Nominally stoichiometric Na3(WxSixSb1−2x)S4 as a superionic solid electrolyte

Abstract

Na₃MX₄ (M = P, Sb and X = S, Se) and its doped analogues are considered as a promising material in room-temperature (RT) Na⁺-conducting solid electrolytes.

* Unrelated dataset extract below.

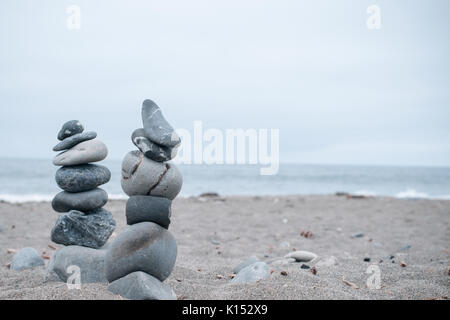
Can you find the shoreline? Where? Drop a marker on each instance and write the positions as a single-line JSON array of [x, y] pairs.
[[214, 234]]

Herein, we first report that stoichiometric Na₃(W_xSi_xSb_1−2x)S₄ with no nominal vacancies shows significantly high ionic conductivity at RT (σ^RT) when compared with Na₃SbS₄. The σ^RT increases continuously with increases in ‘x’, revealing the highest σ^RT of 13.2 mS cm⁻¹ and the lowest activation of 0.16 eV in cubic Na₃(W_0.2Si_0.2Sb_0.6)S₄. Further increases in ‘x’ result in the formation of a glassy phase and a reduction in σ^RT. The σ^RT of Na₃(W_0.2Si_0.2Sb_0.6)S₄ is the highest in stoichiometric Na₃MX₄ known to date and suggests that the Na⁺ diffusion is influenced by the dopant types as well as structural defects. Ab initio molecular dynamics also reveal the improvement of σ^RT with increases in ‘x’, but the presence of naturally formed vacancies that are commonly observed in Na₃MX₄. The electronic conductivity of Na₃(W_0.2Si_0.2Sb_0.6)S₄ is also low (ca. 10⁻⁶ mS cm⁻¹). However, the cathodic stability is insufficient when W⁶⁺ and/or Si⁴⁺ are doped. Therefore, a solid-state cell (Na₁₅Sn₄∥TiS₂) is fabricated with an interlayer of Na₃SbS₄ between Na₁₅Sn₄ and Na₃(W_0.2Si_0.2Sb_0.6)S₄, and its excellent compatibility with a cathode is demonstrated.